Synthetic Change Is Still Coming

In 2015 I wrote a post with the deliberately provocative title “The End of Synthesis” about some automated organic chemistry work being done at the Burke lab at Illinois. People occasionally send me reminders that several years have passed and that organic synthesis has not (as yet) ended. But although it’s a slow process, I think I’m going to stick with my overall worldview from 2015. Which is (1) that a great number of common synthetic manipulations – up to and including carbon-carbon bond formation – are capable of being run in a largely automated fashion, and that this is becoming more feasible all the time. And (2) that this opens the way to having libraries of automation-compatible synthetic building blocks, which will greatly simplify the construction of a large number of molecules. I should go on to (3), the prediction that this process will gradually erode the “bespoke” nature of a lot of synthesis work as it is done at present, and that (4) organic chemists themselves are going to have to adjust to this, because it changes the nature of the field from what it’s been since the 1800s.

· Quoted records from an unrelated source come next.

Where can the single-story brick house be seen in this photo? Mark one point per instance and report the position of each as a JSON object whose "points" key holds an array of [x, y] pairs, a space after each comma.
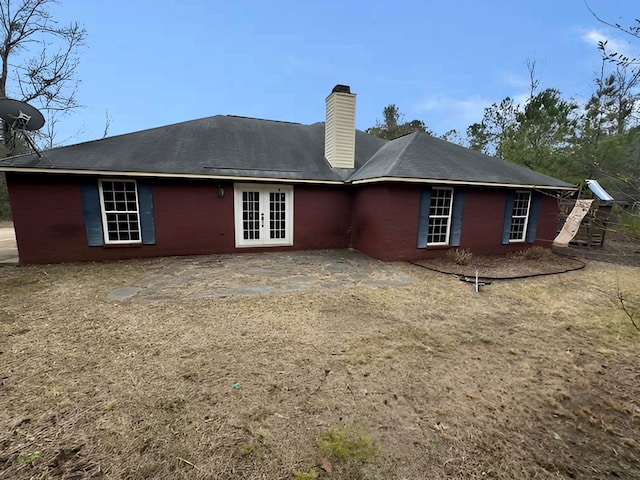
{"points": [[228, 184]]}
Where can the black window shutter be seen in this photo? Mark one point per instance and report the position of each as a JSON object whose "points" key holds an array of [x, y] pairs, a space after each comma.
{"points": [[456, 218], [92, 214], [147, 223], [508, 213], [423, 217], [534, 213]]}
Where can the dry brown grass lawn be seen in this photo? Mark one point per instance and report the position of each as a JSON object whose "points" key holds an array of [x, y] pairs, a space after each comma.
{"points": [[531, 379]]}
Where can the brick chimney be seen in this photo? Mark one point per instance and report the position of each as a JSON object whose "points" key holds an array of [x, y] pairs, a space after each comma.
{"points": [[340, 128]]}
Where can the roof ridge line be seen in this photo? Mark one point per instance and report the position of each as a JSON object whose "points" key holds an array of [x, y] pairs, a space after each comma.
{"points": [[396, 161]]}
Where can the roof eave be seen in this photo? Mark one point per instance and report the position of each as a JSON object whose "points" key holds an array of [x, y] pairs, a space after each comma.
{"points": [[112, 173], [434, 181]]}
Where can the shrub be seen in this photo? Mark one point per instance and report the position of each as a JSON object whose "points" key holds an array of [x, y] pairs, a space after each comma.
{"points": [[460, 256], [533, 253]]}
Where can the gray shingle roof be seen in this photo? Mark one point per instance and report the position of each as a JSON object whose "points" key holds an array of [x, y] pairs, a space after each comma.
{"points": [[421, 156], [240, 147]]}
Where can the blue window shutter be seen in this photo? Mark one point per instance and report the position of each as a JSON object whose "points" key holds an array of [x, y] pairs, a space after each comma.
{"points": [[147, 223], [456, 218], [534, 213], [423, 217], [508, 213], [90, 198]]}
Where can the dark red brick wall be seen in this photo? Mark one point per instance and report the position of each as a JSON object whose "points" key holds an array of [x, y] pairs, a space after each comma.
{"points": [[189, 217], [380, 220], [385, 222]]}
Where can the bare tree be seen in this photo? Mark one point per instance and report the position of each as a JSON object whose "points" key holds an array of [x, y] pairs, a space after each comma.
{"points": [[39, 57]]}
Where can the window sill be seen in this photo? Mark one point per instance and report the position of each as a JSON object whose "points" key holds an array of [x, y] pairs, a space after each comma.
{"points": [[122, 245]]}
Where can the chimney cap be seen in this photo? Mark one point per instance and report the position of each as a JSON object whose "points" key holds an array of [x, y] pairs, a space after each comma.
{"points": [[341, 89]]}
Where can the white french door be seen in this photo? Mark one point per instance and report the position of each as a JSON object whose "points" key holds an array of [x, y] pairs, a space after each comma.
{"points": [[263, 215]]}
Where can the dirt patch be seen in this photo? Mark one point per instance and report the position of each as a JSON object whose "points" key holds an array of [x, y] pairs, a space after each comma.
{"points": [[529, 263], [536, 378], [618, 249]]}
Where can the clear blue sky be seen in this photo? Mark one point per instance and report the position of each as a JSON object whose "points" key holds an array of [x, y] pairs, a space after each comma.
{"points": [[153, 63]]}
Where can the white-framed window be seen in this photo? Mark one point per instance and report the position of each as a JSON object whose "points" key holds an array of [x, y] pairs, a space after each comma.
{"points": [[440, 208], [520, 216], [263, 215], [120, 211]]}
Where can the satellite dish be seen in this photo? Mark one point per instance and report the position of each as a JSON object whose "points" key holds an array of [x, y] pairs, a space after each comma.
{"points": [[21, 117]]}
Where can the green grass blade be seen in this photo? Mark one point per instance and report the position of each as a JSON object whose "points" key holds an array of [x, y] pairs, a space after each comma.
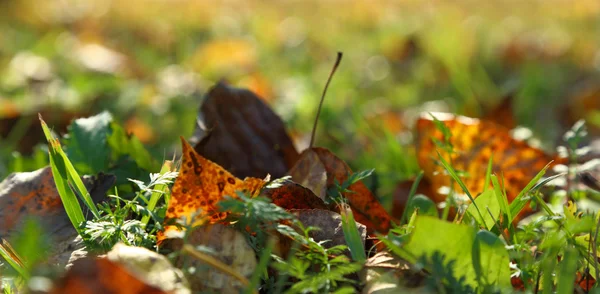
{"points": [[76, 182], [456, 178], [504, 208], [520, 201], [411, 194], [566, 271], [13, 259], [548, 270], [261, 268], [67, 196], [488, 173], [352, 236], [59, 173], [67, 171], [160, 190]]}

You can see the beginnings of this in things like the Enamine library I was referring to the other day. The catalogs are full of synthetic building blocks with easily coupled functional groups (such as amines and carboxylic acids), and Enamine has taken this to the point of having very large collections of these, with an offer to synthesize any of the combinations thereof on demand. You end up with billions of potential compounds, far more than have ever been characterized in the actual chemical literature, and their synthesis is designed to be as straightforward and uneventful as possible  – an afterthought, really. And that’s what more and more organic synthesis might slowly become as we develop more reliable reactions for the most common methods of assembly.

These thoughts are prompted by this new paper from Burke and his co-workers. They’ve modified the MIDA boronates used in the earlier work to make them compatible with a wider range of reaction conditions, specifically C-C bond formation with sp3 carbons (including stereospecific variations), while maintaining the properties (selective sovlent-switched adsorption and elution) that make them useful for multistep automated synthesis. Several examples are shown in the paper, among them the natural product Sch725674 at right. The structure is color-coded so that you can see which parts of it come from which building blocks (the cyclization is the last step). Now, if you’re going to apply this sort of thing across a wider range of organic synthesis then you’re looking at an awful lot of boronate building blocks – but you know, there are an awful lot of amine and carboxylic acid building blocks out there already. It’s just that there are huge numbers of known or desired compounds that can’t be snapped together only by amide couplings – but if you extend the “snapped together” concept to carbon-carbon bonds in general then you have extended it to, well, pretty much everything you’d ever want to synthesize.

And that’s exactly my point. This stick-the-pieces-together approach took over long ago in protein and nucleic acid chemistry work, for obvious reasons: the bonds being formed are generally the same, over and over, and the number of building blocks is far more constrained. Automation in these areas was absolutely inevitable – and strongly desired, too, if you’d ever had to make a large peptide or oligonucleotide by hand in the old-fashioned way. Organic synthesis is a much larger problem, of course, but transforming it into “carbon-carbon bond formation space” reduces it conceptually to its essentials. Add in the other functional-group-based methods we have for bond formation (amides, ethers, amines, sulfonamides), and if C-C bonds can end up in as general and realiable a shape as most of those are, then you’re looking at the slow emergence of a new world.

What happens to synthetic organic chemistry when more and more of it becomes a Lego-like exercise in sticking pieces together? Well, just as in every other field where the playing field changes location on you, synthesis will spend more of its time on the things that can’t be done in this manner. In fact, the field might find itself deliberately trying to find the failure points in these sorts of modular carbon-framework methods in order to have something to work on. Inevitably, such work will lead to some of these gaps being filled in by new chemistry that can be adapted into the modular format – in other words, once you’ve started down this road I don’t think you can avoid staying on it. I have more thoughts along those lines here. More broadly, as I say there, as synthesis itself becomes more routine it will push chemists to confront the harder problems, such as, well, what to synthesize and why. The “how” question that goes along with these has occupied the field for over a century now, but we’re eventually going to have to learn how to say goodbye to it, old friend that it is.